A U.S. judge has dismissed an industry trade group's challenge to New York's state law that requires airlines to provide food, water, clean toilets and fresh air to passengers stuck on the ground in airplanes for more than three hours.
Supporters of the law say it could become a model for other states, but it has been strongly opposed by airlines.
The judge concluded Thursday the provisions constitute a health and safety issue and not airline "services" that can be regulated only by federal authorities.
"Fresh air, water, sanitation and food are necessities in the extreme situation in which this act applies," U.S. District Judge Lawrence Kahn wrote. "It threatens the public health to contain people on grounded airplanes for hours without these necessities, particularly, though not exclusively, if passengers include diabetics, young children, the sick or the frail."
New York lawmakers passed America's first "airline passenger bill of rights," effective Jan. 1, after delays last winter at John F. Kennedy International Airport in New York City stranded passengers on the tarmac for more than 10 hours.
The Air Transport Association, whose members carry more than 90 percent of U.S. passenger and cargo traffic, wanted to stop the law from taking effect.
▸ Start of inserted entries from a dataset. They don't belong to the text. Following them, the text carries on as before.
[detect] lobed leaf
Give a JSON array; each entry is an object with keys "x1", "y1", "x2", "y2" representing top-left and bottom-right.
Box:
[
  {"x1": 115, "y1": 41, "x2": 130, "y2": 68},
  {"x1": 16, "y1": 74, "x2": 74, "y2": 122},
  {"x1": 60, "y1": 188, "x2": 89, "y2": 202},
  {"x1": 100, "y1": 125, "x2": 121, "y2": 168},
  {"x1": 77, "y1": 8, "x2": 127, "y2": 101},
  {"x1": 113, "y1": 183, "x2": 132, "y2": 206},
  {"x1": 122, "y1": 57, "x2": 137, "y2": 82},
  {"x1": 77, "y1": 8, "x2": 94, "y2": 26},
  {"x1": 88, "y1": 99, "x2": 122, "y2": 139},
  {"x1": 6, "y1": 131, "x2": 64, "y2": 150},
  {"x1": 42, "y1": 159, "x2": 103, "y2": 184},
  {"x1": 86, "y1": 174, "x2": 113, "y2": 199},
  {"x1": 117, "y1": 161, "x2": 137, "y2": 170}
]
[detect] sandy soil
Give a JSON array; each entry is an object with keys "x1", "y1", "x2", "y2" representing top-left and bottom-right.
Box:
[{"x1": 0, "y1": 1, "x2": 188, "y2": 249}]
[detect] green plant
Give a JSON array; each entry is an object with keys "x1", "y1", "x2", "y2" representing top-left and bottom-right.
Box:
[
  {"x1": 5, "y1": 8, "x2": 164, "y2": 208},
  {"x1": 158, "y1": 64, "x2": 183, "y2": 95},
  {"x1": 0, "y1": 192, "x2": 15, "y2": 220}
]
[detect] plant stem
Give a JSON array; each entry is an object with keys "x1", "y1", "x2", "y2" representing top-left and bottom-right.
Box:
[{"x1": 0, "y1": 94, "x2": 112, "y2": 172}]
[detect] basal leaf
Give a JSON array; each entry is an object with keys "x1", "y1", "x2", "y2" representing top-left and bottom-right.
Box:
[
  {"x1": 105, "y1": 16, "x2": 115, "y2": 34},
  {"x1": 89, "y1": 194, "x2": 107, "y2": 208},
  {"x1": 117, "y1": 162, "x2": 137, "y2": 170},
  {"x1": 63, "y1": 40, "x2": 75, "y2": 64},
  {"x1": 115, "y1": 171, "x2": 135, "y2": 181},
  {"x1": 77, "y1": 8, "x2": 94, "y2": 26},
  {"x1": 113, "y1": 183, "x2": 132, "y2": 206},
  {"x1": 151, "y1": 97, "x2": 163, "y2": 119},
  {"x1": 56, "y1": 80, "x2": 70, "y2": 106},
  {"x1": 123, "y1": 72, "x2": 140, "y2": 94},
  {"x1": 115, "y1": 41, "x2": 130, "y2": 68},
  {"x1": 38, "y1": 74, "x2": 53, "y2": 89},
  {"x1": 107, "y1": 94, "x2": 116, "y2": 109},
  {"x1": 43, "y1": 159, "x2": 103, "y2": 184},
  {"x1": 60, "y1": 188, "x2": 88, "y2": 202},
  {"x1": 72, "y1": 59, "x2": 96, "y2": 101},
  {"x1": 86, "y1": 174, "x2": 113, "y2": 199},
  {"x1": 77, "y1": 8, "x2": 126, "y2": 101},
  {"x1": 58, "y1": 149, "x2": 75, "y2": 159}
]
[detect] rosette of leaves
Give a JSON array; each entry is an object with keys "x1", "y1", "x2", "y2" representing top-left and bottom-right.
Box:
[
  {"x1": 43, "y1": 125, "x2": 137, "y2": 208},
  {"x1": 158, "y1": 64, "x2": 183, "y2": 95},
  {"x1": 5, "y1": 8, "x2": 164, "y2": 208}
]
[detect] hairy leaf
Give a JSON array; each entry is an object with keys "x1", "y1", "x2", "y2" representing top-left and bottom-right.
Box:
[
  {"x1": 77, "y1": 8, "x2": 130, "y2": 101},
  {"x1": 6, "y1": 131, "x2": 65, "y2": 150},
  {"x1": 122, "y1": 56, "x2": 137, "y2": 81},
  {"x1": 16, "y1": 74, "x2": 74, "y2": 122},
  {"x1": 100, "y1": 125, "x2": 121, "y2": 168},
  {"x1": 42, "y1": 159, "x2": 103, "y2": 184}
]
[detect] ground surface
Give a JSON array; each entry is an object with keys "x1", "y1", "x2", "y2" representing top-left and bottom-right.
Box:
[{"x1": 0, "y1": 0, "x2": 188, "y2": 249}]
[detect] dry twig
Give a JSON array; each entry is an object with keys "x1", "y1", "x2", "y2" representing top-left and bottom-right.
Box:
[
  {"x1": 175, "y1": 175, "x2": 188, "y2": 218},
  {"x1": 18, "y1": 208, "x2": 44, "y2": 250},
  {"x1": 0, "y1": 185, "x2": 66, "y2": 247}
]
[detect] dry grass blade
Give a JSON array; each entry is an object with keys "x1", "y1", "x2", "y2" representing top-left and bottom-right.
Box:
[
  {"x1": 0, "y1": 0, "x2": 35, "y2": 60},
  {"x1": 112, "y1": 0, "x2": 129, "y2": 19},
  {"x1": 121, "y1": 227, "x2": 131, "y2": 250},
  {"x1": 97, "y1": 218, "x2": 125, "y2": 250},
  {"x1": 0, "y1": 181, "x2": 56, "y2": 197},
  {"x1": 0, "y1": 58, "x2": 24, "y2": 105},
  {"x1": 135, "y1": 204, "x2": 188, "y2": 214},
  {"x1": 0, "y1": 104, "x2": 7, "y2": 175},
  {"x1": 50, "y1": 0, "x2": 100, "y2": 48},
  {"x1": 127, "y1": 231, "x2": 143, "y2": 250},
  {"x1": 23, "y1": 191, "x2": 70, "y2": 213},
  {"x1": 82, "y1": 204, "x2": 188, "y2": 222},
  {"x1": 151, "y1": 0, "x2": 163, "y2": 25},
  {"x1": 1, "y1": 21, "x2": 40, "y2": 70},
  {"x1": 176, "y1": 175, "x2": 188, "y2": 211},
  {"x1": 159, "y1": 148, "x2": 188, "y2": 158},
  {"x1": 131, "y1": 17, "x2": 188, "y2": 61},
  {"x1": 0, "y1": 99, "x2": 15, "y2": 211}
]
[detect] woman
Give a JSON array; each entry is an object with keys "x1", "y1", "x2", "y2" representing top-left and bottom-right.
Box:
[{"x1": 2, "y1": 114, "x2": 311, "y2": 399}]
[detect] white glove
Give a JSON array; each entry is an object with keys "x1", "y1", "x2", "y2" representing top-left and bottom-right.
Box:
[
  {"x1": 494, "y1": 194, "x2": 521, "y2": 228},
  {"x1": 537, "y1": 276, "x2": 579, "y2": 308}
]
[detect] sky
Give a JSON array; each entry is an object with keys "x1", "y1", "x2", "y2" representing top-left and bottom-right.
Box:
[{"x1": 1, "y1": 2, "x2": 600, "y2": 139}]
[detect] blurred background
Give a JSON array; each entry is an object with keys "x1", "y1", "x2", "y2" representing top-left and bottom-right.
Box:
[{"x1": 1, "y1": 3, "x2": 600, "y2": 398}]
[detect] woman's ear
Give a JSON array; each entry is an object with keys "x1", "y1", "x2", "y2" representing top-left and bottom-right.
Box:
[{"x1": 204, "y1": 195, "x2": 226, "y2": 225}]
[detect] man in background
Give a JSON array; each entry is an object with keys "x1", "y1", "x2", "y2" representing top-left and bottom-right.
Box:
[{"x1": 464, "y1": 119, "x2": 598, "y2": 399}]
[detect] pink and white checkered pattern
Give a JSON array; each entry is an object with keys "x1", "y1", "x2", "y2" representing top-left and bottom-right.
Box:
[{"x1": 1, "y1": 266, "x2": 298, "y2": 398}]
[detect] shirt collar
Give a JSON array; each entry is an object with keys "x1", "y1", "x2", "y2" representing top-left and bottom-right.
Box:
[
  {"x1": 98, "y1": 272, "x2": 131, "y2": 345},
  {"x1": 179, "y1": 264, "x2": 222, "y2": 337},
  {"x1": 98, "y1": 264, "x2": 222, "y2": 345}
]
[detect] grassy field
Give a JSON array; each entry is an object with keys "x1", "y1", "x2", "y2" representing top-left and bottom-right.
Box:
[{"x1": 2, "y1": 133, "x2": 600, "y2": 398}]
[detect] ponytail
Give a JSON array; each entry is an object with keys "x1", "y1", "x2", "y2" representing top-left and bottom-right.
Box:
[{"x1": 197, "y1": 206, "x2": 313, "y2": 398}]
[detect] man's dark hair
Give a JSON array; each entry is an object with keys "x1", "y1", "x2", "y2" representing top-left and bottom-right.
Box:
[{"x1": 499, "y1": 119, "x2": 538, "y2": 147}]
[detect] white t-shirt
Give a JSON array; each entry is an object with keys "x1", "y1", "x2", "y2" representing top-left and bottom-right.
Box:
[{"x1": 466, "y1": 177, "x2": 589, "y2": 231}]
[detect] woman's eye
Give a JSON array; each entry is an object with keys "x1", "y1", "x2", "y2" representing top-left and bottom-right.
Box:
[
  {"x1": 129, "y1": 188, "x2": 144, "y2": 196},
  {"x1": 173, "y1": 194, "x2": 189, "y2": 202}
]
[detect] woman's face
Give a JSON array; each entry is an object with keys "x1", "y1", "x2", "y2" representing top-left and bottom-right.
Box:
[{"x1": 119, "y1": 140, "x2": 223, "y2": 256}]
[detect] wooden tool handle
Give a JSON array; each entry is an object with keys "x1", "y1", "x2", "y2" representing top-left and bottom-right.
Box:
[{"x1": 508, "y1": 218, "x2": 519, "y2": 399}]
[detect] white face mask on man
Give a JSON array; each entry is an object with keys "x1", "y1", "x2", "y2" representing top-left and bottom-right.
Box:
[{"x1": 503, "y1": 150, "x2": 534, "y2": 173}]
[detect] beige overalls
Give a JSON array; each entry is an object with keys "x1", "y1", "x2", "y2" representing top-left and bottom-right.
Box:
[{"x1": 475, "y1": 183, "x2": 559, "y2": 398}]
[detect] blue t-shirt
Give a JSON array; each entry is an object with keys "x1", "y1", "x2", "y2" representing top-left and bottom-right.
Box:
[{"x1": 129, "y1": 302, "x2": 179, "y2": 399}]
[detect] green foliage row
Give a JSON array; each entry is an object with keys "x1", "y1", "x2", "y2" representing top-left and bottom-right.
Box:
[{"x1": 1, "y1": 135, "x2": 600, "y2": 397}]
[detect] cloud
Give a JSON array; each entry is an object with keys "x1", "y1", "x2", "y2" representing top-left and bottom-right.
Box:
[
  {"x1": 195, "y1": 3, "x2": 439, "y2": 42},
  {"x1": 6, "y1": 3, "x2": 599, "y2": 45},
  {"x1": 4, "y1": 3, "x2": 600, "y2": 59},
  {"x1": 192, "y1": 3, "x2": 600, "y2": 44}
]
In a statement, it said it is considering its options, including filing an appeal.
"ATA's sole purpose in filing this lawsuit was to preserve the principle that commercial aviation is best regulated by one source — the federal government — and not 50 individual states," the association's statement said.
The law says that after a pre-takeoff delay of more than three hours, airlines must ensure passengers get electric generating service for fresh air and lights, waste removal for restroom holding tanks and adequate food, drinking water and other refreshments, as needed.